Lo svolgimento di molte attività dell’unico Ufficio Giudiziario del circondario, quelle propedeutiche al lavoro dei giudici, saranno svolte grazie all’apporto di soggetti percettori di ammortizzatori sociali in deroga, proseguendo così un modus operandi teso alla valorizzazione di chi causa recessione economica ha perso il proprio lavoro, già avviata in occasione dei lavori in economia della riparazione delle strade comunali. Ad annunciarlo – con una nota diramata dal proprio ufficio stampa – lo stesso sindaco Francesco Fusto.

“Dopo aver ottenuto dalla Regione Calabria la disponibilità di lavoratori in cassa integrazione – ha proseguito Fusto - saranno 3 i lavoratori ad arrivare a breve presso l’Ufficio del Giudice di Pace di Borgia, rimasto l’unico del circondario dal momento che il comune di Squillace, almeno cosi sembra, non ha mantenuto il proprio.

Per il futuro quindi arriverà altro personale presso l’Ufficio del Giudice di Pace di Borgia.
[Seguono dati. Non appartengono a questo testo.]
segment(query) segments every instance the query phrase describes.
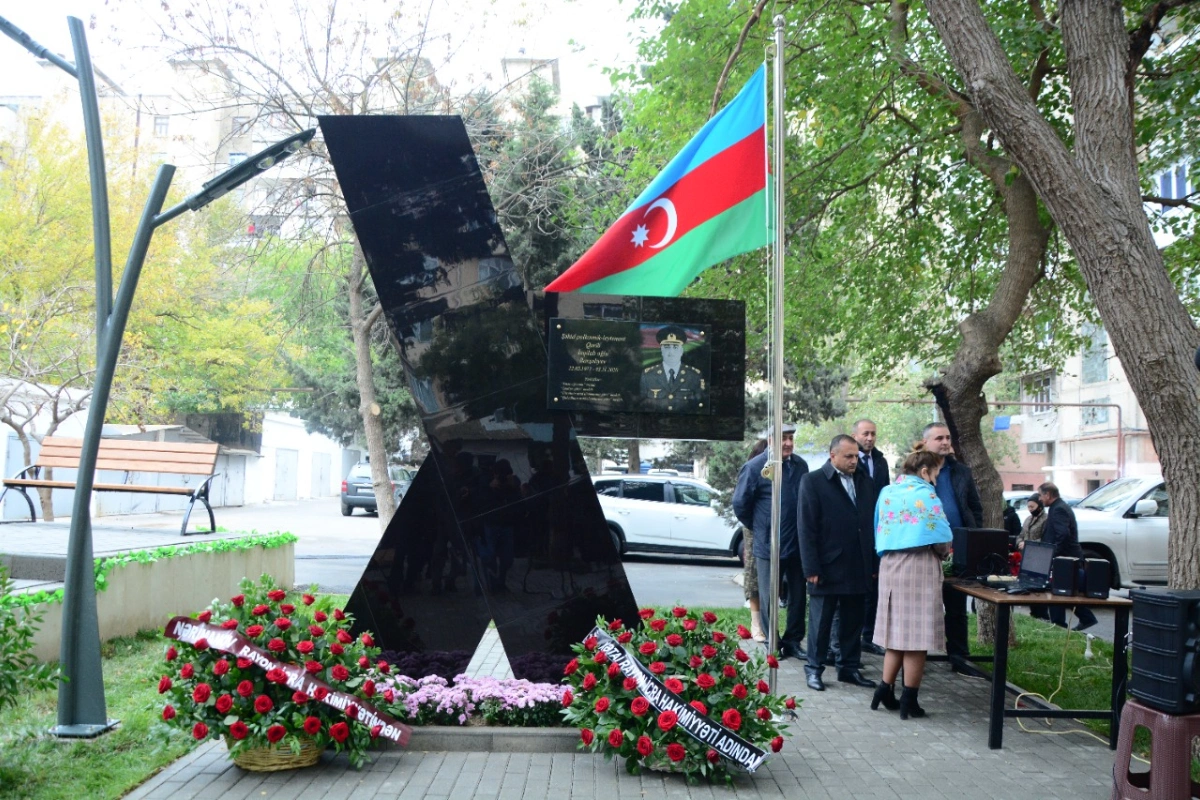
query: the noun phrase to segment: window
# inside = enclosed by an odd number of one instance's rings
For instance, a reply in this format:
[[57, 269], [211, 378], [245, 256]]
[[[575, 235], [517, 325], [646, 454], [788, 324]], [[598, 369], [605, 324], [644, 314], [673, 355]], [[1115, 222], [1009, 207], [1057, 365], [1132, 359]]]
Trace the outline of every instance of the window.
[[250, 132], [249, 117], [234, 117], [233, 118], [233, 135], [241, 136], [244, 133]]
[[671, 486], [675, 488], [676, 503], [682, 503], [685, 506], [712, 505], [712, 494], [707, 489], [690, 483], [673, 483]]
[[1108, 380], [1108, 336], [1104, 328], [1087, 323], [1082, 329], [1084, 383], [1102, 383]]
[[160, 116], [154, 118], [154, 135], [166, 136], [171, 132], [171, 118]]
[[[1110, 399], [1107, 397], [1101, 397], [1095, 402], [1108, 403], [1110, 402]], [[1079, 412], [1079, 422], [1082, 425], [1105, 425], [1108, 423], [1107, 408], [1097, 408], [1093, 406], [1090, 408], [1081, 408], [1079, 409]]]
[[[1045, 442], [1030, 442], [1029, 444], [1027, 444], [1025, 446], [1025, 452], [1029, 453], [1031, 456], [1042, 455], [1046, 452], [1046, 443]], [[1024, 489], [1025, 487], [1024, 486], [1014, 486], [1013, 488], [1014, 489]], [[1029, 488], [1032, 489], [1033, 487], [1030, 486]]]
[[1167, 487], [1159, 486], [1142, 499], [1158, 503], [1158, 511], [1154, 512], [1154, 516], [1168, 517], [1171, 515], [1171, 498], [1167, 497]]
[[1033, 414], [1045, 414], [1053, 410], [1054, 373], [1043, 372], [1025, 380], [1025, 402], [1036, 403], [1030, 408]]
[[625, 481], [625, 498], [628, 500], [654, 500], [664, 502], [665, 483], [657, 481]]
[[236, 167], [238, 164], [242, 163], [245, 160], [246, 160], [245, 153], [230, 153], [229, 154], [229, 166], [231, 166], [231, 167]]
[[596, 494], [602, 494], [602, 495], [606, 495], [608, 497], [620, 497], [621, 496], [621, 482], [620, 481], [596, 481], [595, 486], [596, 486]]

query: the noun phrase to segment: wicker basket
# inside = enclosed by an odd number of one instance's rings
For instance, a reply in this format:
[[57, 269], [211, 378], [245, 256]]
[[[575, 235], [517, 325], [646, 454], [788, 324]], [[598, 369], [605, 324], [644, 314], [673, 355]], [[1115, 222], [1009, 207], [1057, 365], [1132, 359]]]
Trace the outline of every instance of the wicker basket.
[[[225, 746], [233, 747], [233, 741], [225, 737]], [[245, 747], [233, 754], [233, 763], [249, 772], [279, 772], [285, 769], [311, 767], [321, 758], [324, 747], [318, 747], [312, 739], [301, 736], [299, 752], [283, 742], [262, 747]]]

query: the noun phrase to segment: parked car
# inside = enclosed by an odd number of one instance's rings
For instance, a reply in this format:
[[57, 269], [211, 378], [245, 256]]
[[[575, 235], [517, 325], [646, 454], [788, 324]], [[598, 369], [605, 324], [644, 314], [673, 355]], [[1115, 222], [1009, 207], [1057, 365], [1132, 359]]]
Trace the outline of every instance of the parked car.
[[[404, 493], [412, 484], [413, 472], [404, 467], [388, 467], [388, 475], [392, 481], [392, 496], [399, 504]], [[355, 464], [342, 481], [342, 516], [348, 517], [354, 509], [361, 508], [369, 514], [378, 510], [375, 500], [374, 479], [371, 477], [370, 464]]]
[[1075, 506], [1087, 558], [1113, 565], [1113, 588], [1167, 582], [1171, 502], [1160, 476], [1118, 478]]
[[702, 481], [674, 475], [604, 476], [595, 480], [595, 487], [618, 553], [743, 558], [741, 526], [717, 512], [718, 492]]
[[[1009, 506], [1017, 512], [1017, 516], [1021, 518], [1021, 522], [1025, 522], [1029, 517], [1029, 498], [1037, 494], [1035, 489], [1012, 489], [1004, 493], [1004, 505]], [[1069, 506], [1079, 505], [1082, 498], [1079, 497], [1064, 497]]]

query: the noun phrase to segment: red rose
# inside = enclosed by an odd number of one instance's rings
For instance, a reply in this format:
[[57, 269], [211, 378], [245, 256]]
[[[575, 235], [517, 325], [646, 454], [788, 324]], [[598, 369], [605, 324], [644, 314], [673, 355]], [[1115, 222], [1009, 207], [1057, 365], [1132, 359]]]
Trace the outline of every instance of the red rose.
[[679, 647], [679, 645], [683, 644], [683, 637], [678, 633], [669, 633], [667, 634], [667, 644], [671, 647]]
[[350, 644], [354, 641], [354, 637], [348, 631], [340, 630], [337, 632], [337, 640], [342, 644]]
[[725, 666], [721, 667], [721, 673], [726, 678], [736, 678], [737, 677], [737, 670], [734, 669], [733, 664], [726, 664]]
[[771, 740], [771, 752], [778, 753], [782, 749], [783, 749], [783, 737], [776, 736], [774, 739]]
[[262, 625], [251, 625], [249, 628], [246, 628], [246, 635], [249, 636], [251, 639], [256, 638], [262, 632], [263, 632]]
[[305, 717], [304, 732], [309, 736], [316, 736], [321, 732], [321, 720], [316, 717]]
[[271, 698], [267, 697], [265, 694], [260, 694], [258, 697], [254, 698], [254, 710], [259, 714], [265, 714], [274, 707], [275, 704], [271, 702]]
[[287, 650], [287, 643], [283, 639], [275, 638], [267, 642], [267, 649], [272, 653], [282, 653]]
[[316, 675], [321, 670], [325, 669], [319, 661], [305, 661], [304, 671], [309, 675]]
[[326, 689], [324, 686], [318, 686], [317, 688], [313, 689], [313, 699], [314, 700], [318, 700], [318, 701], [324, 700], [328, 696], [329, 696], [329, 690]]
[[375, 681], [368, 678], [366, 680], [366, 682], [363, 683], [362, 691], [363, 691], [363, 694], [365, 694], [367, 697], [374, 697], [375, 696]]
[[625, 680], [621, 681], [621, 688], [623, 688], [627, 692], [632, 692], [634, 689], [637, 688], [637, 679], [636, 678], [626, 678]]
[[192, 738], [196, 740], [203, 739], [208, 736], [208, 726], [203, 722], [197, 722], [192, 726]]
[[700, 669], [700, 665], [704, 663], [704, 659], [700, 656], [692, 656], [688, 659], [688, 666], [692, 669]]
[[709, 625], [712, 625], [714, 622], [717, 621], [717, 615], [711, 611], [705, 611], [704, 612], [704, 621], [707, 622]]
[[359, 656], [358, 666], [360, 669], [367, 669], [371, 666], [371, 659], [367, 658], [366, 656]]
[[308, 639], [305, 639], [301, 642], [296, 643], [296, 652], [303, 653], [304, 655], [308, 655], [309, 653], [311, 653], [313, 651], [313, 649], [315, 647], [316, 647], [315, 644], [313, 644]]
[[705, 658], [712, 658], [716, 654], [717, 648], [713, 647], [711, 644], [706, 644], [704, 647], [700, 648], [700, 655], [704, 656]]
[[642, 619], [650, 619], [651, 617], [654, 616], [654, 609], [653, 608], [638, 609], [638, 616], [641, 617]]
[[240, 719], [229, 726], [229, 735], [238, 741], [245, 739], [246, 735], [249, 733], [250, 729], [247, 728], [246, 723], [242, 722]]
[[721, 631], [713, 631], [713, 641], [721, 644], [721, 642], [725, 641], [725, 634]]
[[766, 681], [759, 681], [758, 682], [758, 691], [762, 692], [763, 694], [766, 694], [767, 692], [771, 691], [771, 685], [769, 683], [767, 683]]
[[248, 658], [239, 658], [239, 659], [237, 660], [237, 668], [238, 668], [238, 669], [250, 669], [250, 665], [251, 665], [252, 663], [254, 663], [254, 662], [252, 662], [252, 661], [251, 661], [250, 659], [248, 659]]
[[[389, 701], [389, 702], [391, 702], [391, 701]], [[575, 702], [575, 695], [571, 694], [570, 689], [567, 689], [565, 692], [563, 692], [563, 699], [562, 699], [563, 708], [566, 708], [567, 706], [571, 705], [571, 703], [573, 703], [573, 702]]]
[[758, 709], [758, 711], [755, 711], [754, 713], [763, 722], [766, 722], [767, 720], [769, 720], [771, 718], [771, 709], [769, 709], [769, 708], [765, 708], [765, 707], [760, 708], [760, 709]]
[[658, 728], [663, 733], [666, 733], [667, 731], [674, 728], [675, 723], [678, 721], [679, 721], [679, 717], [677, 717], [675, 715], [674, 711], [664, 711], [658, 715]]
[[272, 725], [267, 728], [267, 741], [271, 744], [275, 744], [284, 736], [287, 736], [287, 728], [282, 725]]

Questa soluzione – ha chiosato il primo cittadino – frutto della nostra iniziativa quale logica e naturale conseguenza delle precedenti sul tema peraltro, conduce ad un doppio risultato.

Da un lato, si propone di contribuire fattivamente all’integrazione socio-lavorativa dei lavoratori in deroga; ad impiegare le professionalità di lavoratori attualmente in difficoltà ed aggiornare ed accrescere le loro competenze; appagare la loro aspirazione a rimanere in attività e sostenere il proprio reddito durante il periodo di attività formativa.

Dall’altro, consente di soddisfare le esigenze di potenziare alcune attività amministrative e i servizi offerti a professionisti e cittadini dagli uffici pubblici, assicurandone un migliore funzionamento.

In tal modo si risolve il problema della impossibilità – manifestata dai comuni del circondario da Noi coinvolti nell’iniziativa – di contribuire al mantenimento del predetto presidio Giudiziario, con l’invio di personale. Onere, quindi, assunto per quanto possibile tutto dal Comune di Borgia.

Com’è noto, infatti, all’inizio di luglio, in una partecipata riunione con gli avvocati del comprensorio ed i rappresentanti dei comuni limitrofi, tenuta presso la sala consiliare di Borgia il Sindaco aveva illustrato ai presenti le intenzioni dell’Amministrazione Comunale di mantenere lo storico presidio giudiziario e con il coinvolgimento dei comuni vicini riuscire a potenziarne i servizi, includendo per la cittadinanza un servizio gratuito di mediazione civile e commerciale obbligatoria al fine di ridurre il contenzioso che ingolfa la giustizia nel nostro Paese.

Detti legali sin da subito avevano manifestato il proprio apprezzamento schierandosi a fianco dell’Amministrazione Comunale, chiedendo nel contempo al Sindaco di rappresentare al Consiglio Superiore della Magistratura, attraverso il Presidente del Tribunale di Catanzaro, la necessità di coprire l’intero organico di Giudici e di garantire sino al completamento della riforma la presenza del cancelliere durante lo svolgimento dei processi penali e civili in discussione.

In quella occasione, i rappresentanti dei Comuni nell’esprimere anch’essi il proprio apprezzamento per l’iniziativa, avevano però espresso ampie riserve circa la possibilità di impiegare nel mantenuto ufficio giudiziario propri dipendenti”.

Nel concludere, il Sindaco Fusto ha rimarcato come l’iniziativa attuata dall’Amministrazione Comunale di Borgia, da sempre attenta alle problematiche del lavoro, soprattutto delle categorie svantaggiate, proseguirà nell’attuazione di politiche attive per il lavoro con l’obiettivo di ridurre il disagio e favorire le opportunità di lavoro e di reinserimento lavorativo.